Pergunta

I'm building a Spark-based, text analysis package using both Java and Scala. I have a series of transform functions, which take in one dataframe and spit out another, and that can be chained together to perform various analyses.

Each transform and all the methods that it calls are thoroughly unit tested. These tests run through Maven Surefire and reside in the usual place in a Maven build tree (i.e. src/test/scala/package/, etc).

But, I also have test "mains" that are intended to be run using spark-submit at the command line. There are two primary functions for these test mains: the first is to ensure that I don't run into memory problems with very large partitions, and the second is to time various stages through the Spark UI to optimize runtime.

My question is: Where should I keep these test mains in the Maven package structure?
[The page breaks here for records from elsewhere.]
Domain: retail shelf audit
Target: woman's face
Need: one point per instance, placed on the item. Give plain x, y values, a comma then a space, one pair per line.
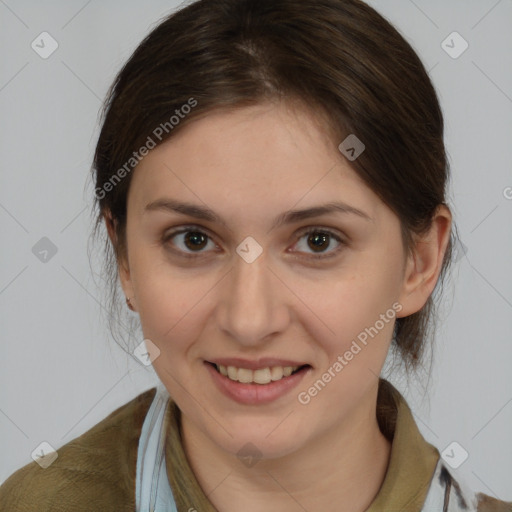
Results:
252, 289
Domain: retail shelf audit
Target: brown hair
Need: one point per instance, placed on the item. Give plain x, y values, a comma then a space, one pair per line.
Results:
340, 58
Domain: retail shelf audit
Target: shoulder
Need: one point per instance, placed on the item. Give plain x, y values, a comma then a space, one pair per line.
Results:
458, 497
95, 471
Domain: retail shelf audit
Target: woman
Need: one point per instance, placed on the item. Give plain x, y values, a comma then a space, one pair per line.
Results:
272, 176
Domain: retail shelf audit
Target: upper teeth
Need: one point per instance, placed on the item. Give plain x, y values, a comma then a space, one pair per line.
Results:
262, 376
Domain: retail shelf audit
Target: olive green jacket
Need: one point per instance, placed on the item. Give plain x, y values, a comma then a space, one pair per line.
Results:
96, 471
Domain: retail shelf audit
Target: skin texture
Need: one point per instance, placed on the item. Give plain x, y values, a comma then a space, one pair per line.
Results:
249, 165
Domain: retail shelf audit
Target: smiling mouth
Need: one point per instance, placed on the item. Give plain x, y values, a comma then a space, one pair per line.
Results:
260, 376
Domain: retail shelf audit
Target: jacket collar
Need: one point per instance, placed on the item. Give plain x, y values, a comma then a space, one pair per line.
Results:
411, 467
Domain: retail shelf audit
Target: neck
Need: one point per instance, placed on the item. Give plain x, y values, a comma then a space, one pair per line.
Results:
342, 470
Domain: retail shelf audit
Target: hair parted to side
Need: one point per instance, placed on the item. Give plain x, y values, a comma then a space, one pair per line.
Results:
338, 58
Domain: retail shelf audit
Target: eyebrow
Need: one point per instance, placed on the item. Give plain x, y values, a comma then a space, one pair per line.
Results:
288, 217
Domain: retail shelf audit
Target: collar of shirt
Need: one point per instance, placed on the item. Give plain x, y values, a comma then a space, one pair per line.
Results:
411, 467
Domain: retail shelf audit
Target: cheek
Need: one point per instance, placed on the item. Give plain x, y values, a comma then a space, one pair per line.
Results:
356, 308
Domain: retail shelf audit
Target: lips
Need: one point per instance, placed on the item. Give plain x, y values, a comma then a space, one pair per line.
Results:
259, 364
254, 393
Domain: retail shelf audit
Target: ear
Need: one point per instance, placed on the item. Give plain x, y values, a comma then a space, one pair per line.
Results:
122, 263
424, 264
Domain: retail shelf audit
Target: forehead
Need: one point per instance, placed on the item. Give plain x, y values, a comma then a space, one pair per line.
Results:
271, 155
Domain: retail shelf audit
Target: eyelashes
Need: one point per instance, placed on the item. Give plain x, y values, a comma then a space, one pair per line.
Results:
326, 236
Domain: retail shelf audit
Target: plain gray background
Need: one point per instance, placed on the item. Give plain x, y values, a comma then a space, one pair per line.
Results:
61, 372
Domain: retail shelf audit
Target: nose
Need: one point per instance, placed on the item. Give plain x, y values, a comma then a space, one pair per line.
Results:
253, 306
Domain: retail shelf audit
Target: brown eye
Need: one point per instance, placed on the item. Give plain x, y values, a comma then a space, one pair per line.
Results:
318, 241
192, 244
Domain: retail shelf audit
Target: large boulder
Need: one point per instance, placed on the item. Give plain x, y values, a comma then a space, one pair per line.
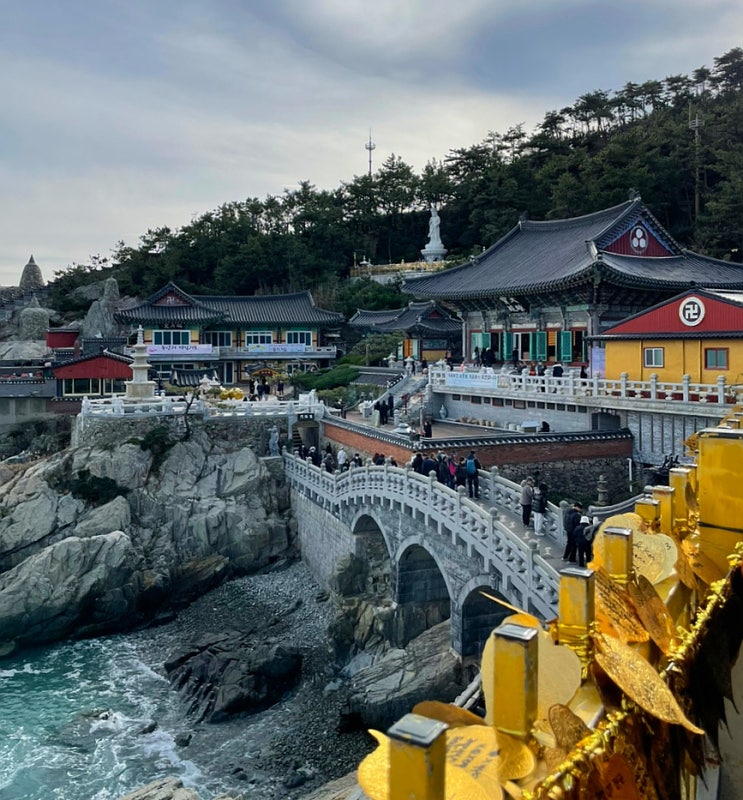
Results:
75, 585
178, 518
426, 669
227, 673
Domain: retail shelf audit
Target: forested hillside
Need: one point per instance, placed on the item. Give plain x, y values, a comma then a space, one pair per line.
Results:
678, 141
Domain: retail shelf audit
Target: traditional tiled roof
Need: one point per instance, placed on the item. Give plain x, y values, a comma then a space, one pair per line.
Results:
675, 274
423, 317
298, 309
96, 344
172, 306
107, 354
535, 257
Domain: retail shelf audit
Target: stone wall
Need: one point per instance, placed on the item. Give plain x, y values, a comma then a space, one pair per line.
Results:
322, 538
570, 465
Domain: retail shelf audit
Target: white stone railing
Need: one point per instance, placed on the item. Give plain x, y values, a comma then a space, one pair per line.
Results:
490, 382
168, 405
527, 576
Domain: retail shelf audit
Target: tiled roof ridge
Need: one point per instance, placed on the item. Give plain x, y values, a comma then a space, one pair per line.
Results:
614, 212
89, 356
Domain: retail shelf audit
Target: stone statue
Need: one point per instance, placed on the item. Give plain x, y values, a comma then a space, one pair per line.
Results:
273, 442
434, 224
434, 249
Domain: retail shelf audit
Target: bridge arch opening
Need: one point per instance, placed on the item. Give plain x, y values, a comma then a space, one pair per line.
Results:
479, 616
371, 546
421, 593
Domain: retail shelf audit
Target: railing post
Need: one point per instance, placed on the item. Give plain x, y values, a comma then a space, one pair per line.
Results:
493, 479
654, 386
685, 384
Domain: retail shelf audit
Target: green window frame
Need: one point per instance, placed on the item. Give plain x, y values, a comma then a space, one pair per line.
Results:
171, 337
541, 345
653, 356
716, 358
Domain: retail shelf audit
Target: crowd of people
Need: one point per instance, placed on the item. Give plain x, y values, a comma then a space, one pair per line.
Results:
455, 471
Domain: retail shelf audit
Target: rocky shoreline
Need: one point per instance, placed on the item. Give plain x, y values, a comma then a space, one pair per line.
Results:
298, 747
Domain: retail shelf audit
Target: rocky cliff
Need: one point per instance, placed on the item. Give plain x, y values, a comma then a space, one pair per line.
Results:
102, 537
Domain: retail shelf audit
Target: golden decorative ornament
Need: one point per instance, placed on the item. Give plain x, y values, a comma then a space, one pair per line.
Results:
632, 521
654, 556
615, 613
701, 565
684, 571
653, 612
472, 782
567, 726
618, 780
453, 716
558, 676
640, 682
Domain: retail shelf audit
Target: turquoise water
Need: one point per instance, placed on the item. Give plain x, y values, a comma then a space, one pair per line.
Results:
74, 722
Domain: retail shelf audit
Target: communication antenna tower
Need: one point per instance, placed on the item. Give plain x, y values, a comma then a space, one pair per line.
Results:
370, 146
696, 125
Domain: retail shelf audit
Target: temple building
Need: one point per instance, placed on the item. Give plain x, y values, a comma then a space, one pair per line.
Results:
237, 337
428, 330
698, 333
545, 289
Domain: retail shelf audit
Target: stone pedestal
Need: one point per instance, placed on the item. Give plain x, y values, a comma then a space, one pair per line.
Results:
431, 254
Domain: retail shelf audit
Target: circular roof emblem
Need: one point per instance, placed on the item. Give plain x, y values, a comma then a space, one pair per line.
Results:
639, 239
691, 311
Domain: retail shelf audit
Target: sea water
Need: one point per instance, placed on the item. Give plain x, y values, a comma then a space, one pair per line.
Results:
95, 719
89, 720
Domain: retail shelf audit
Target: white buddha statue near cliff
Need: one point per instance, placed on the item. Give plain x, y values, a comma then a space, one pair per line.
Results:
434, 249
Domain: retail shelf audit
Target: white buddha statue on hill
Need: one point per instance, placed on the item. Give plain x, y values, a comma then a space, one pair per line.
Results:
434, 249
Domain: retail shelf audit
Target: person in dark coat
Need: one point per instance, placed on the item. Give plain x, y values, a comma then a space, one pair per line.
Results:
417, 462
525, 500
569, 523
442, 469
460, 473
583, 534
430, 465
539, 508
472, 466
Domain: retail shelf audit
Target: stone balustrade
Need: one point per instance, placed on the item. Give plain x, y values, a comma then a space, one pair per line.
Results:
528, 579
168, 405
598, 391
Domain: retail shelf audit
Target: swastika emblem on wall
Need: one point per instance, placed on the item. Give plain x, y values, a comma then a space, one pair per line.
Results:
691, 311
639, 239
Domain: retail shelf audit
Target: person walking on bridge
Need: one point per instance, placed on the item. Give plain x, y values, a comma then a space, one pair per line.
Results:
472, 465
527, 496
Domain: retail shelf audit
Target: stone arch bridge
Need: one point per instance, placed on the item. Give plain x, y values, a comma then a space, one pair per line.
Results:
443, 548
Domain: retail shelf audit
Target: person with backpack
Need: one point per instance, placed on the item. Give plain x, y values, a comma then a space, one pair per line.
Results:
452, 462
539, 507
571, 519
471, 466
460, 474
583, 534
527, 496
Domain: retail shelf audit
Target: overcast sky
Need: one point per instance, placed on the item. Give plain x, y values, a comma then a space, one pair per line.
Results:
121, 115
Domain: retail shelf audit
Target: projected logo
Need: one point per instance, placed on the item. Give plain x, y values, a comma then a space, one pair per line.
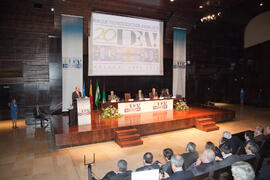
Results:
72, 62
134, 107
160, 105
110, 44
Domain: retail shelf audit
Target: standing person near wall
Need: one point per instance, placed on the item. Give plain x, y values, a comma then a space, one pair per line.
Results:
242, 96
14, 113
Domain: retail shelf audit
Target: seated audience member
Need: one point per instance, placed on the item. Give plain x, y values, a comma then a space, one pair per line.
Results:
190, 156
177, 162
265, 149
210, 145
112, 96
38, 112
153, 94
242, 171
234, 141
228, 157
139, 95
260, 137
249, 137
205, 163
122, 171
251, 151
166, 93
168, 153
148, 160
264, 173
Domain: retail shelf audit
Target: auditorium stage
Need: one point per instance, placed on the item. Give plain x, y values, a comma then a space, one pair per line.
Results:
102, 130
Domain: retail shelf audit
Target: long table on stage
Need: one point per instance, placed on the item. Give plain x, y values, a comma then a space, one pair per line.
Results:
140, 106
146, 123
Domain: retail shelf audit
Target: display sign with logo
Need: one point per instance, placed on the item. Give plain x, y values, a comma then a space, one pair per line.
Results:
145, 106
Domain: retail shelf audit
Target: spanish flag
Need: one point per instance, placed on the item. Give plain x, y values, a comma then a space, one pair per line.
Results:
91, 94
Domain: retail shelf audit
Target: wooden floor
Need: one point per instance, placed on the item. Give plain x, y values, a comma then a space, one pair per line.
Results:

Right now, I have several of these test mains in src/main/scala/package/testing/ (or the java path). Everything, including the tests, gets compiled into the jar file. I can use the same jar to run my tests and install into our data platform for client deliveries. This works just fine, I'm really asking this question to know if there is some 'standardized' or 'better' way to tackle this problem; I can not be the first person encountering this.

There are a few considerations here:

  • I tried putting these test mains into a src/test/... path, but was not able to run them through spark submit; the JVM class loader couldn't find the mains if I put them there. Presumably, this is because the test stuff is not packaged into the final jar. Is there any way to put some (but not all) things in src/test/... into the packaged .jar file?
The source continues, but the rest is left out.